Griekenland: ‘Mensen zetten hun linkse draai door en zijn klaar om de strijd aan te binden met Syriza’
Kun je met onze lezers enkele opmerkingen over de verkiezingsuitslag delen?
De uitslag van de verkiezingen van 20 september liet vooral twee dingen zien: de eerste is dat de draai naar links in de maatschappij die is begonnen in de afgelopen vijf jaar met de strijd tegen de memoranda, doorgaat, en de tweede is dat de heersende klasse en haar partijen nog steeds in een diepe crisis zijn, zowel economisch als politiek.
De partijen die de afgelopen jaren memoranda hebben uitgevoerd zitten in een enorme crisis. Nieuwe Democratie staat dicht bij haar ineenstorting. In een zeer kritieke periode heeft de partij geen leider, terwijl al twee van haar leiders ontslag namen in 2015. Hun probleem is niet alleen persoonlijk, wie de leider moet zijn. Het is eerder een strategisch probleem voor rechts op dit moment, over de vraag of ze de strategie moet volgen van de zuivere rechtervleugel, die zich uitstrekt tot uiterst rechts en ze tegen de linkse regering moeten zijn, of meer in het midden en een politiek volgen waarin ze consensusposities innemen ten aanzien van de regering.
Op een bepaald niveau zitten beide sociaal-democratische partijen, Pasok en Potami, in een soortgelijke politieke crisis: ze zijn niet in staat om hun stemmenaantal te verhogen en belangrijke actoren te worden in de komende periode.
Maar wat het belangrijkst is, we moeten zien wat de stem in de richting van Syriza eigenlijk betekende, na de 62 procent Nee en de stemming over het derde memorandum. Het is verkeerd om te veronderstellen dat de mensen die voor Syriza stemden, de uitvoering van het memorandum zullen tolereren. Mensen stemden met veel minder illusies in vergelijking met de verkiezingen in januari. Ze stemden, niet echt in de hoop dat Syriza de bezuinigingen zou stoppen, maar ze wilden vooral een overwinning van Nieuwe Democratie voorkomen. Deze mensen zetten hun linkse draai door en zijn klaar om de strijd aan te binden met Syriza op elk niveau.

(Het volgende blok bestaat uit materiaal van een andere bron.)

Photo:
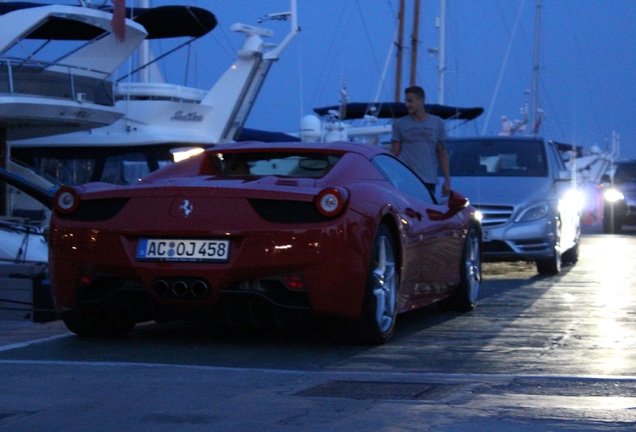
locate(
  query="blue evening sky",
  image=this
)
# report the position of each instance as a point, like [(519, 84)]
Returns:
[(587, 75)]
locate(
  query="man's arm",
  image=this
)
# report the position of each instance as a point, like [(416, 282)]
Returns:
[(442, 158)]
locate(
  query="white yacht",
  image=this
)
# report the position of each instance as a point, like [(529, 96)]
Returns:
[(55, 67), (161, 117)]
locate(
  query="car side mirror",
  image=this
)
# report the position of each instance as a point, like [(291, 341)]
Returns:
[(456, 202)]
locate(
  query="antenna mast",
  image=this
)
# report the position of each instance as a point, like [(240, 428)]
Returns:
[(535, 68)]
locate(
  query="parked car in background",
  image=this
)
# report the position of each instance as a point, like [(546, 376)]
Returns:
[(620, 198), (523, 191), (253, 232)]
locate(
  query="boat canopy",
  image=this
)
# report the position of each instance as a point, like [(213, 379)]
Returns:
[(357, 110), (160, 22)]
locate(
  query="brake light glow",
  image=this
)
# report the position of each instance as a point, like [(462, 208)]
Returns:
[(66, 200), (331, 202)]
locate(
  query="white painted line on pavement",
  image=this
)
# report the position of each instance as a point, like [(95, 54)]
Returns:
[(17, 345)]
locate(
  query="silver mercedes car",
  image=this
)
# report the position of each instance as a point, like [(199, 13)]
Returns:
[(529, 206)]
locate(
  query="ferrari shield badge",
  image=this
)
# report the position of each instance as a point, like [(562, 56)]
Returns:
[(186, 208)]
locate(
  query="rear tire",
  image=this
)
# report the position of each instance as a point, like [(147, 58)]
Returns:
[(612, 221), (464, 298), (552, 266), (379, 311)]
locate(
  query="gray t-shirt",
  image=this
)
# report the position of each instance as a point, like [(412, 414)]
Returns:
[(419, 143)]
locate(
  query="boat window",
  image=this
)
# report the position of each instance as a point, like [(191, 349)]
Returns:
[(275, 164), (505, 158), (109, 165)]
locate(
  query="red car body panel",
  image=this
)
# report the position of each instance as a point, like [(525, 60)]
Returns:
[(93, 250)]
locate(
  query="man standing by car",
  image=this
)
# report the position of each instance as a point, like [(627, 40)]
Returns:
[(418, 141)]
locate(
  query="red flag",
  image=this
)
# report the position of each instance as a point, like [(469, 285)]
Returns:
[(118, 22)]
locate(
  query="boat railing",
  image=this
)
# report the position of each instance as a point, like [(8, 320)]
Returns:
[(37, 78)]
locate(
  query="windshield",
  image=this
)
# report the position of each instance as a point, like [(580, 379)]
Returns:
[(498, 157), (275, 164)]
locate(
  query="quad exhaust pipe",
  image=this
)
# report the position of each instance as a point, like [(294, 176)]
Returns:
[(182, 288)]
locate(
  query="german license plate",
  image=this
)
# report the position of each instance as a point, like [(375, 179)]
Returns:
[(183, 250)]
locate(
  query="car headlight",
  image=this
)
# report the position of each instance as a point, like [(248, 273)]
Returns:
[(613, 195), (534, 212)]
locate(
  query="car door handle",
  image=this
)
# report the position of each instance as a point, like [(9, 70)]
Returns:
[(413, 214)]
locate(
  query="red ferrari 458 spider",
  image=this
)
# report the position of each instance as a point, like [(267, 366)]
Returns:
[(244, 230)]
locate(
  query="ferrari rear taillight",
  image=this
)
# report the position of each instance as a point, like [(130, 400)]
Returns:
[(66, 200), (331, 202)]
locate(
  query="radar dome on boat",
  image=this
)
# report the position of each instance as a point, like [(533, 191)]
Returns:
[(310, 128)]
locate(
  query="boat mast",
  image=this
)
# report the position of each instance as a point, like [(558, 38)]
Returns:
[(441, 61), (399, 43), (415, 42), (143, 53), (535, 69)]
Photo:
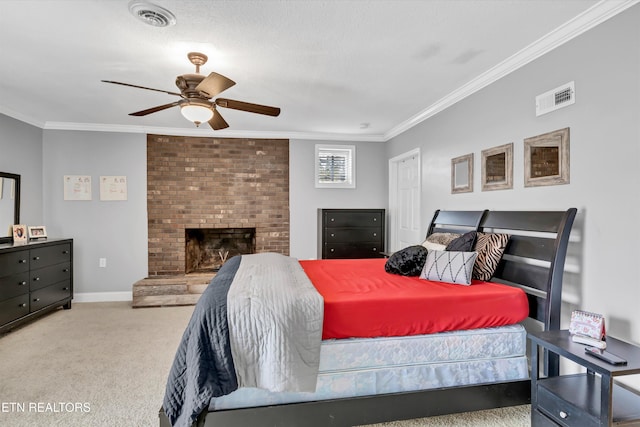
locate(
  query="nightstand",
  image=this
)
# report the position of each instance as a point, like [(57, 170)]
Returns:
[(587, 399)]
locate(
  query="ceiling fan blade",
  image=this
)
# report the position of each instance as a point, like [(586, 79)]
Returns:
[(142, 87), (214, 84), (217, 122), (247, 106), (154, 109)]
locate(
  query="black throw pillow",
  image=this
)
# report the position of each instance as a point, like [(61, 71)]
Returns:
[(464, 243), (407, 262)]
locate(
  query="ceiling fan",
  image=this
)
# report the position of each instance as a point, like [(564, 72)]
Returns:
[(196, 92)]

Het argument dat een verzwakte stem voor Syriza zou resulteren in een grotere Gouden Dageraad (GD) in het parlement lijkt niet uit te komen. Wat is je commentaar op het resultaat van GD?

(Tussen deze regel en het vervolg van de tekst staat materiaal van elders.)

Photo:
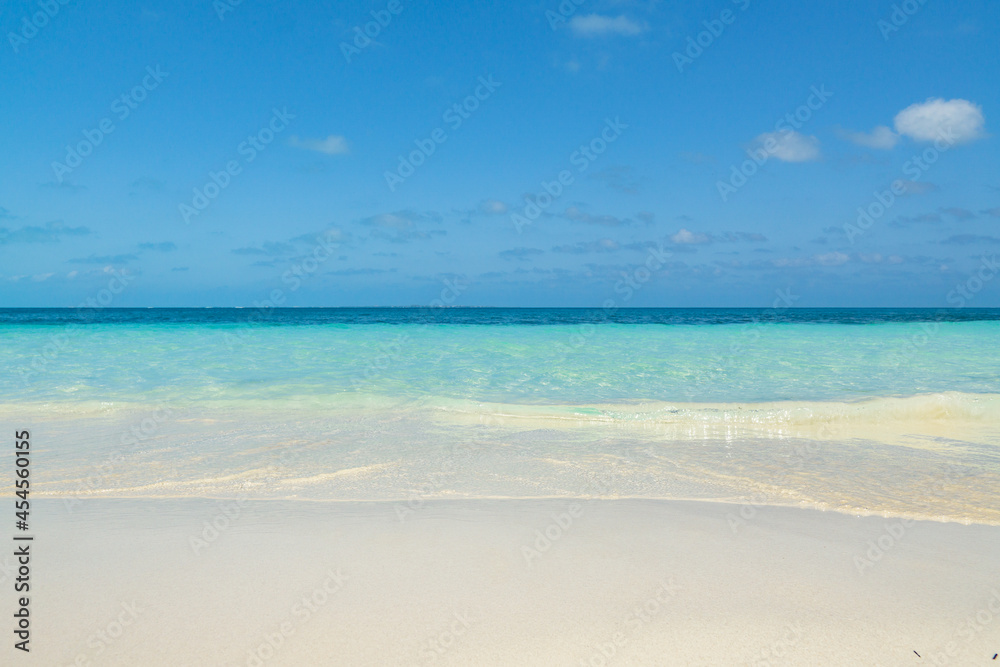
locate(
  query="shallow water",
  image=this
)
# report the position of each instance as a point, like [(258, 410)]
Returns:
[(893, 412)]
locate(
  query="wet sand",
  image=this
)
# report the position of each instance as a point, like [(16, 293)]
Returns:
[(541, 582)]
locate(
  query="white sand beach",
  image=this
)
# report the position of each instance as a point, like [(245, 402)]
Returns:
[(559, 582)]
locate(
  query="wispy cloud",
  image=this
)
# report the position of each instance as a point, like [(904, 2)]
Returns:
[(332, 145), (595, 25), (520, 253), (51, 232), (105, 259), (969, 239), (928, 121), (687, 237), (574, 214), (789, 146), (165, 246), (602, 245), (492, 207), (268, 248)]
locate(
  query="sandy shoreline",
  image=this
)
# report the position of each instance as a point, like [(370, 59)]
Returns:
[(558, 582)]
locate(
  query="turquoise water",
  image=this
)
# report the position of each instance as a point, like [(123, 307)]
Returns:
[(516, 363), (870, 411)]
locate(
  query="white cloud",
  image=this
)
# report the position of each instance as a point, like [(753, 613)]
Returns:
[(832, 258), (492, 207), (332, 145), (930, 120), (595, 25), (789, 146), (881, 137), (684, 236)]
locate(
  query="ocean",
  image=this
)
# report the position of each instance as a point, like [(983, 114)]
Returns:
[(894, 412)]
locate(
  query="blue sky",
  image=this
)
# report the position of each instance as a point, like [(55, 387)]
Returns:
[(263, 151)]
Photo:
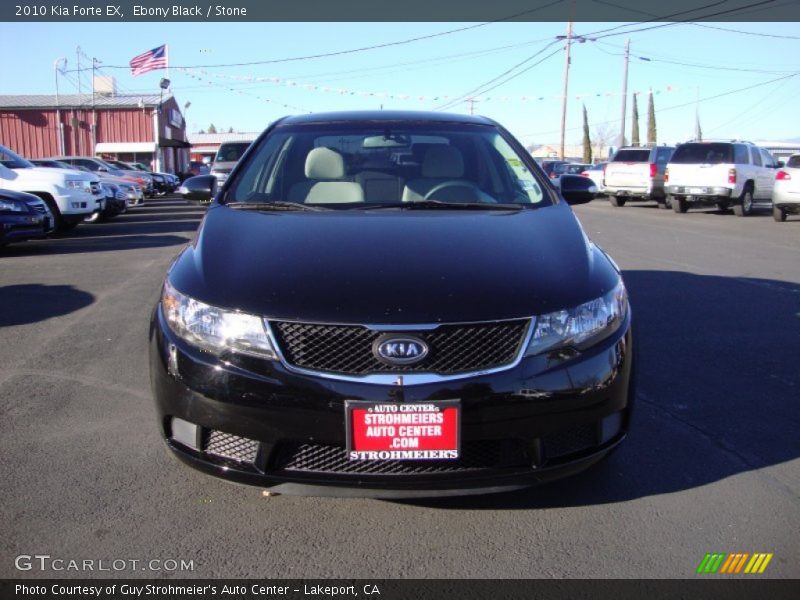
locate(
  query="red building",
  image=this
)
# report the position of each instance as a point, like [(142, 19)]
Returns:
[(143, 128)]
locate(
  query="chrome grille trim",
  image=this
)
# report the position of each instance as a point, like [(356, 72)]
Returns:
[(408, 378)]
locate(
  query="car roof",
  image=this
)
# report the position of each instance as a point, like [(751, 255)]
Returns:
[(385, 115)]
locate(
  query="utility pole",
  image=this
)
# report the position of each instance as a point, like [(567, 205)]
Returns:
[(59, 125), (697, 113), (624, 91), (566, 89), (76, 121)]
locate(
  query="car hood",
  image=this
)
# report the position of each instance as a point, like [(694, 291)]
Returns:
[(49, 174), (393, 266)]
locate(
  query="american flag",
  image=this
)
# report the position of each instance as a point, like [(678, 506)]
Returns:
[(149, 61)]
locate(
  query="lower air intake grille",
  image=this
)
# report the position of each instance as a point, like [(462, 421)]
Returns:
[(570, 441), (347, 349), (475, 456), (231, 447)]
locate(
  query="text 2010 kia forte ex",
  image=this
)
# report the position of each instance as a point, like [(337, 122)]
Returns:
[(391, 304)]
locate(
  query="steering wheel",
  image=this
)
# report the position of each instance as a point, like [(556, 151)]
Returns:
[(454, 183)]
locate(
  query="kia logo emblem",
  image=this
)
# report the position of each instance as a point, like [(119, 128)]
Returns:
[(400, 350)]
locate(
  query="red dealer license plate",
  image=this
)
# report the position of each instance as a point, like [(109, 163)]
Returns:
[(400, 431)]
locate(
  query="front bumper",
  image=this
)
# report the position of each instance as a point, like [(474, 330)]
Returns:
[(643, 191), (699, 192), (258, 423), (17, 228)]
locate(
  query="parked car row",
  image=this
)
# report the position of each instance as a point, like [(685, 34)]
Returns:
[(731, 175), (43, 196)]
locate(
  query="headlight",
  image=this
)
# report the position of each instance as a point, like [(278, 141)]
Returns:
[(79, 184), (12, 206), (589, 322), (214, 329)]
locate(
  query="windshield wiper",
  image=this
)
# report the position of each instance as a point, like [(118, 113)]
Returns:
[(277, 205), (438, 204)]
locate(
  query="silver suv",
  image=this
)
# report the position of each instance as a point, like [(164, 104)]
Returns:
[(637, 173), (732, 174)]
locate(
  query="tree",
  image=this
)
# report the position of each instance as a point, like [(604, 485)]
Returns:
[(587, 141), (652, 137), (604, 136)]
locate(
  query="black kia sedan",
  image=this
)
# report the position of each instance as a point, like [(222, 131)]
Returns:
[(391, 304)]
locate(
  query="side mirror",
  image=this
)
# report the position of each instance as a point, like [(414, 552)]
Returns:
[(576, 189), (199, 189)]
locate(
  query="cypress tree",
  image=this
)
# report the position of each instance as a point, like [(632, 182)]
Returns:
[(587, 142), (652, 137)]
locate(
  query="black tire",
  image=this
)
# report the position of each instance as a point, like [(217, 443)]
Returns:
[(745, 204), (679, 205)]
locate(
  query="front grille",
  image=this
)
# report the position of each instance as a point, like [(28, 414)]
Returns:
[(570, 441), (230, 447), (475, 456), (452, 348)]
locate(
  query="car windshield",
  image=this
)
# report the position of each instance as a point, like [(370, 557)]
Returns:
[(706, 154), (231, 151), (632, 156), (393, 163), (12, 160)]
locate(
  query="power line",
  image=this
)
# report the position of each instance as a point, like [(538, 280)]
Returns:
[(674, 106), (755, 33), (362, 49), (695, 65), (479, 89)]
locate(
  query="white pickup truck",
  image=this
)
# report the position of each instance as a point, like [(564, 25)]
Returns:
[(733, 174), (71, 195), (637, 173)]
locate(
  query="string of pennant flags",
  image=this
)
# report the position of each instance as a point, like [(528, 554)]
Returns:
[(314, 87)]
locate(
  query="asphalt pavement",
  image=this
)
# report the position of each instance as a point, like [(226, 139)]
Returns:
[(712, 463)]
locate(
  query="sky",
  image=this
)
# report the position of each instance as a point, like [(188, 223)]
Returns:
[(689, 68)]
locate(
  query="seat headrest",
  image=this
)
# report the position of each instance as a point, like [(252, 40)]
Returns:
[(443, 161), (324, 163)]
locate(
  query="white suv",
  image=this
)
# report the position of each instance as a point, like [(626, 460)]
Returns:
[(70, 195), (734, 174)]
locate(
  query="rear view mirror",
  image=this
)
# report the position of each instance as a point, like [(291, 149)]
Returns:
[(200, 189), (576, 189)]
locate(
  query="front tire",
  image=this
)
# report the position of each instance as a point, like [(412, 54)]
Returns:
[(679, 205), (745, 205)]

Ik wil allereerst zeggen dat het hebben van een duidelijk fascistische, neonazipartij die 6,9 procent van de stemmen wint een groot gevaar is en we nooit mogen vergeten dat op dit moment in Griekenland de dreiging van fascisme bestaat. Dat gezegd hebbende, en kijkend naar de grote kracht die de antiracistische en antifascistische beweging had: de populariteit van de GD is dalende, en hun stemmen aantal is gedaald in elke verkiezing sinds 2012.

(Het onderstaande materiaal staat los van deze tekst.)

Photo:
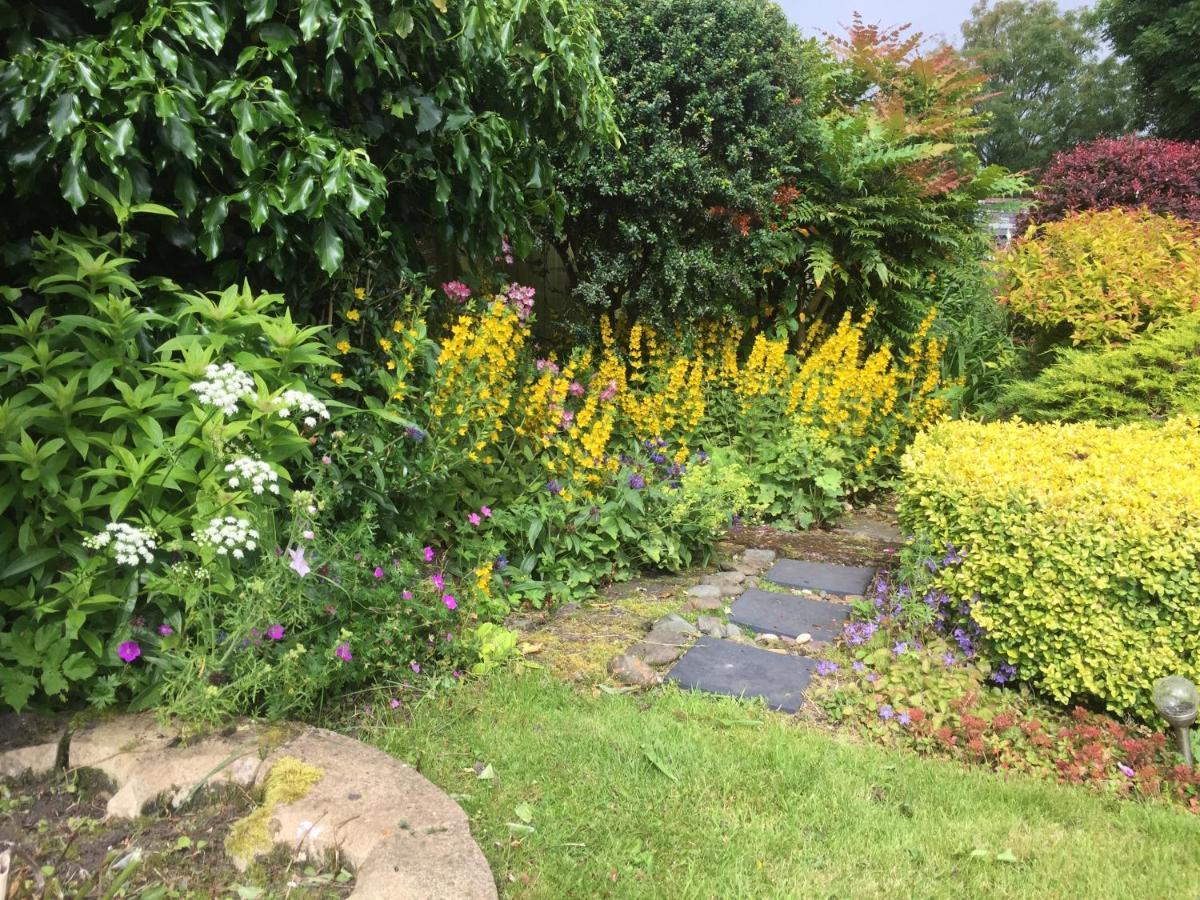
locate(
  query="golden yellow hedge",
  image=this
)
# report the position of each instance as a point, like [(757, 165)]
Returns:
[(1081, 547)]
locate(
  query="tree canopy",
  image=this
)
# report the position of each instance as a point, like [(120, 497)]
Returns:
[(285, 133), (1053, 83), (1162, 37)]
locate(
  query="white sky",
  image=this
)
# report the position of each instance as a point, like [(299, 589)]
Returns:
[(934, 17)]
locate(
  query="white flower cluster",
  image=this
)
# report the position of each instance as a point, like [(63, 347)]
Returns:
[(231, 537), (303, 402), (223, 387), (131, 545), (258, 474)]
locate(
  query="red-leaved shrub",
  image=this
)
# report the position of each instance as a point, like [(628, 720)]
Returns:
[(1162, 175)]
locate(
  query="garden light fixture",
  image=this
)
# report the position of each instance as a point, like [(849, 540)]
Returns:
[(1177, 699)]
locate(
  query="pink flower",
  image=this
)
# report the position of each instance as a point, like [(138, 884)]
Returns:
[(456, 291), (298, 562)]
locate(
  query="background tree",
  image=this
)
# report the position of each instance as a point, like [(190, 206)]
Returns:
[(1054, 84), (286, 133), (1162, 39), (718, 102)]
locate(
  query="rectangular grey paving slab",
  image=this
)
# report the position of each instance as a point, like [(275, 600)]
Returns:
[(789, 616), (738, 670), (821, 576)]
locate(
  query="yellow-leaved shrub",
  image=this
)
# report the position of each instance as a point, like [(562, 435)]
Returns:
[(1080, 545)]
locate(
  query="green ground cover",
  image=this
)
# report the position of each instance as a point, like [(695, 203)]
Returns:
[(682, 795)]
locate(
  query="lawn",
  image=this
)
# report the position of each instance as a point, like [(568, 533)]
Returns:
[(678, 795)]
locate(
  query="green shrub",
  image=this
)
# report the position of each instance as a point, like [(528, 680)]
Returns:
[(1079, 547), (114, 441), (1155, 376)]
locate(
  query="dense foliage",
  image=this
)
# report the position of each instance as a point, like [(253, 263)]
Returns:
[(1161, 37), (1155, 376), (907, 675), (717, 101), (1078, 549), (1102, 277), (1131, 172), (295, 137), (1053, 84)]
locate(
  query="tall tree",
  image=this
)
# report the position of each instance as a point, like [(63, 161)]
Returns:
[(1162, 39), (1054, 84)]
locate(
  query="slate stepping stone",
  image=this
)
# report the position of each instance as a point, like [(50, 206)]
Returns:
[(826, 577), (739, 671), (790, 616)]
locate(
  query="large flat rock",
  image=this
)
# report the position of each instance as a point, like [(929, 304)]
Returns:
[(827, 577), (789, 616), (739, 671)]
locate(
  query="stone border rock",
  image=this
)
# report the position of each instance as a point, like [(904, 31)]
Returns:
[(405, 838)]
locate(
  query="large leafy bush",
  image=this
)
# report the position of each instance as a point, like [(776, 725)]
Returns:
[(286, 132), (1102, 276), (1078, 549), (1131, 172), (118, 418), (1155, 376)]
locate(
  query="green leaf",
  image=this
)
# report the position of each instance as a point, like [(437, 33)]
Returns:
[(329, 247), (64, 115)]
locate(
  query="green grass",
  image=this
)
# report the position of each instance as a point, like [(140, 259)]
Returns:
[(676, 795)]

Fundamenteel gesproken zijn ze er niet in geslaagd om te groeien in de gebieden die ze wilden gebruiken als ‘bolwerken’, wat de grote steden zijn en de arme gebieden in Athene en Thessaloniki. Aan de andere kant zijn ze erin geslaagd om te groeien op sommige plekken waar de antiracistische beweging niet erg sterk is en vooral op een aantal eilanden in de buurt van Turkije met de grootste toestroom van vluchtelingen. Deze ontwikkeling is zeer belangrijk, omdat we te maken hebben met een verzwakt GD.
Volkseenheid (LAEN) was vertegenwoordigd in het parlement met 30 Kamerleden of zo, maar is er uiteindelijk niet in geslaagd het parlement binnen te komen. De volgende dag betoogden veel van hun vertegenwoordigers dat LAEN te extreme opvattingen had over de euro, of dat er niet genoeg tijd was, of zelfs dat Antarsya de schuld was van hun verlies. Wat is er eigenlijk gebeurd met LAEN?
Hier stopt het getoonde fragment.